Don't feel like you have to know EVERYTHING. Sure, some professors will include a ton of information on the exam, but the likelihood of there being a question to cover every minute detail is relatively slim. This means that you should not stress if you are not the master of all of the material. Just be sure to understand the overarching concepts and their practical applications very well.
Do listen in class (and of course go to class...). This is where you are supposed to learn, right? So you might as well take notes, ask questions, and pay close attention to what the professor is focusing on (psst I'm pretty sure that is what will be on the test).
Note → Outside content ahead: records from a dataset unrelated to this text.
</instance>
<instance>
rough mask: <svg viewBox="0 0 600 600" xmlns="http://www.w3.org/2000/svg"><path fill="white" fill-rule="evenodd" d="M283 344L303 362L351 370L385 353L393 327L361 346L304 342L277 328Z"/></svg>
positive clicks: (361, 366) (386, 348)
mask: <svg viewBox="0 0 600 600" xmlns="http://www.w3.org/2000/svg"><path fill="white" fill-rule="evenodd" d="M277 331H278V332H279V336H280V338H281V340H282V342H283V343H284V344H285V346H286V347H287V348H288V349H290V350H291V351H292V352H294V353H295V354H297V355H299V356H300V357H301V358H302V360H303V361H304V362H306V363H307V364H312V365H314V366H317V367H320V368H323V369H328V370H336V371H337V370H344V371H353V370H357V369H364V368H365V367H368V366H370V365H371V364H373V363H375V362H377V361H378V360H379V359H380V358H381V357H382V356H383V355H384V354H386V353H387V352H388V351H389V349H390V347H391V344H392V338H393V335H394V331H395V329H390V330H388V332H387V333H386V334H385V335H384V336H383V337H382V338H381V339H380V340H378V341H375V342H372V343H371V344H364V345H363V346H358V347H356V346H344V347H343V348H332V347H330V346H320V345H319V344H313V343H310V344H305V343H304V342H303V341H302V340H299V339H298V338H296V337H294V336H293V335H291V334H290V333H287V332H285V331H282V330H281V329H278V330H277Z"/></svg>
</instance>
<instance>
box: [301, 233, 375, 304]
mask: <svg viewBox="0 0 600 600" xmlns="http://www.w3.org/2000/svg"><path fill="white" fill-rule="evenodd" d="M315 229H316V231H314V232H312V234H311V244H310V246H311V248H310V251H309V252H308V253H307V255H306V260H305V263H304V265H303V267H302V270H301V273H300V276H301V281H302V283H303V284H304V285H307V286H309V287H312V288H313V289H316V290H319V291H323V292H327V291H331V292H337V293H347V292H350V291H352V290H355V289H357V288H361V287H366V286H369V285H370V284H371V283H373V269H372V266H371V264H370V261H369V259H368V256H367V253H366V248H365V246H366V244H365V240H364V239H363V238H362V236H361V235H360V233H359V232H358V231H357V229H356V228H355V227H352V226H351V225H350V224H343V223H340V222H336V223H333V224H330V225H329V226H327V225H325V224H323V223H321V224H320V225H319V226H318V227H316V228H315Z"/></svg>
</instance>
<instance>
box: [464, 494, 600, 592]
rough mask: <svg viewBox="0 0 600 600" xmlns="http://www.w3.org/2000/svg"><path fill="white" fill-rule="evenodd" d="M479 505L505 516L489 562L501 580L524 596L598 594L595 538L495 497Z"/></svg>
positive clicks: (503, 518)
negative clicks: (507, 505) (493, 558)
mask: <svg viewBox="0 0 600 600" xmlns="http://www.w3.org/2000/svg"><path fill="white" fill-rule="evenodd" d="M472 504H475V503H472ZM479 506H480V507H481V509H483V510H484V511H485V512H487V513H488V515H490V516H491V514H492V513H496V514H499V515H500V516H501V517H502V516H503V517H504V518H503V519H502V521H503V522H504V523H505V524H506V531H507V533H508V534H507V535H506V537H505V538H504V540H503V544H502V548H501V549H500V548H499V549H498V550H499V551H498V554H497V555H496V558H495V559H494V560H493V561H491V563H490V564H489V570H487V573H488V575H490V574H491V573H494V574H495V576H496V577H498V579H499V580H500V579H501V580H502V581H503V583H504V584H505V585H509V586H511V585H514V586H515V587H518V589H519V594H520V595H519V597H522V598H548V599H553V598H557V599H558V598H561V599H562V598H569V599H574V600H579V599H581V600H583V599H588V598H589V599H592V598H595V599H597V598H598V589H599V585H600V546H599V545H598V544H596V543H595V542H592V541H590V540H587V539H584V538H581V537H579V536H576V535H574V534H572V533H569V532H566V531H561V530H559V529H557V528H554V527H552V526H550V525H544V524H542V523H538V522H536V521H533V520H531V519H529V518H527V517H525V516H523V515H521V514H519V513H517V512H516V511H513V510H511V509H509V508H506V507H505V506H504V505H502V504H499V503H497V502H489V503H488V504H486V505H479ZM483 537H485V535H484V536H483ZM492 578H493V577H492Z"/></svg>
I struggle with this, because who wouldn't fall asleep during an 8am accounting class (?), but I have been making a conscious effort to be better.
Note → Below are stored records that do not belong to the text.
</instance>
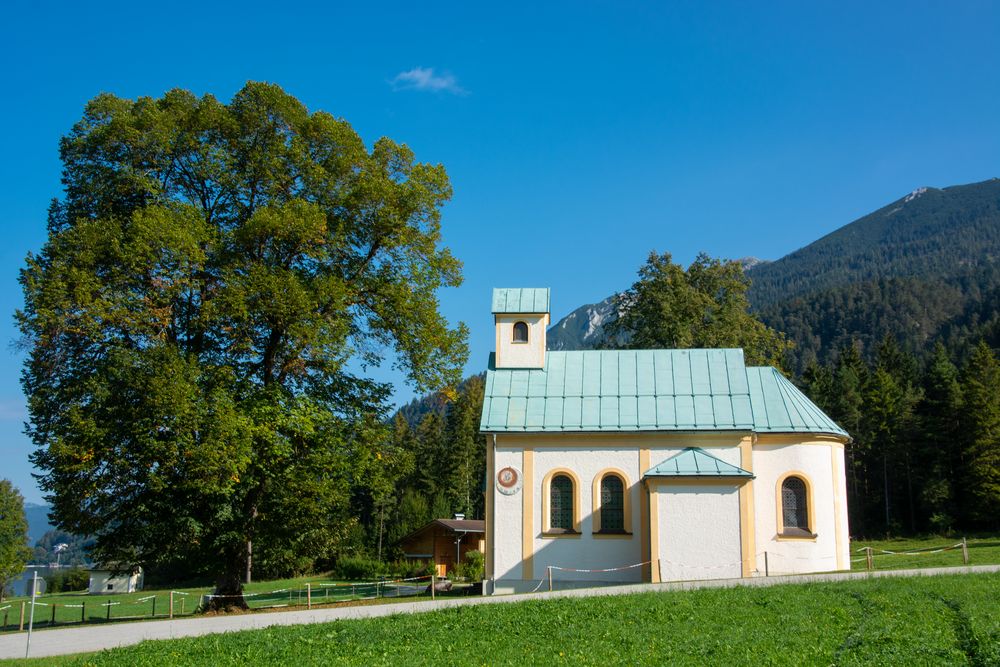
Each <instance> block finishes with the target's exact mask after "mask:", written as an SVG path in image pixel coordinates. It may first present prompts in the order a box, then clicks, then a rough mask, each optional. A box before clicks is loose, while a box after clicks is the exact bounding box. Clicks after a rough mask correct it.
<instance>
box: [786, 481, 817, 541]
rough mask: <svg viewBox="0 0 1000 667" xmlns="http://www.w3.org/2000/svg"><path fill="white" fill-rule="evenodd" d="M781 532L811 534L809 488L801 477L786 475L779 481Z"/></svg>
mask: <svg viewBox="0 0 1000 667" xmlns="http://www.w3.org/2000/svg"><path fill="white" fill-rule="evenodd" d="M781 522H782V533H784V534H786V535H811V534H812V527H811V526H810V525H809V490H808V489H807V488H806V483H805V481H804V480H803V479H802V478H801V477H786V478H785V481H783V482H782V483H781Z"/></svg>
Don't rely on the powerpoints. I know that this is what a lot of professors use to direct their classes but it isn't a substitute for paying attention.
Do your homework. All of your homework. Not only is it good practice but it can provide you with a better understanding of what you should be focusing on.
Don't do all of the readings. I know this seems counter intuitive since I have basically been telling you to do everything required of you, but you'll come to learn, if you haven't already, that it is not always the best use of your time. You should be familiar with the material before class, but if you can do that without spending massive amounts of time on the readings (like looking at summaries or skimming), then do it! Please note that I absolutely do not recommend this for English courses. You should always read, from cover to cover, for English.
Do create your own summaries and study guides. When you are faced with a lot of information for a test it can be exceedingly helpful to consolidate the material to an easy to understand format. I like to use sheets of printer paper to make note of all of the very important information from each chapter that I know I want to review later. That way I can just whip out those sheets whenever and know that I am hitting the essential points.
Do ask your professor and classmates questions. It is good to realize that you don't understand something, preferably a bit before the exam, so that you can get clarification. Don't be embarrassed to ask for help. Try going to office hours as well.
Those are the main study tips that I have. As long as you focus, prepare, and have a desire to do well you will be met with success. What study tips do you swear by?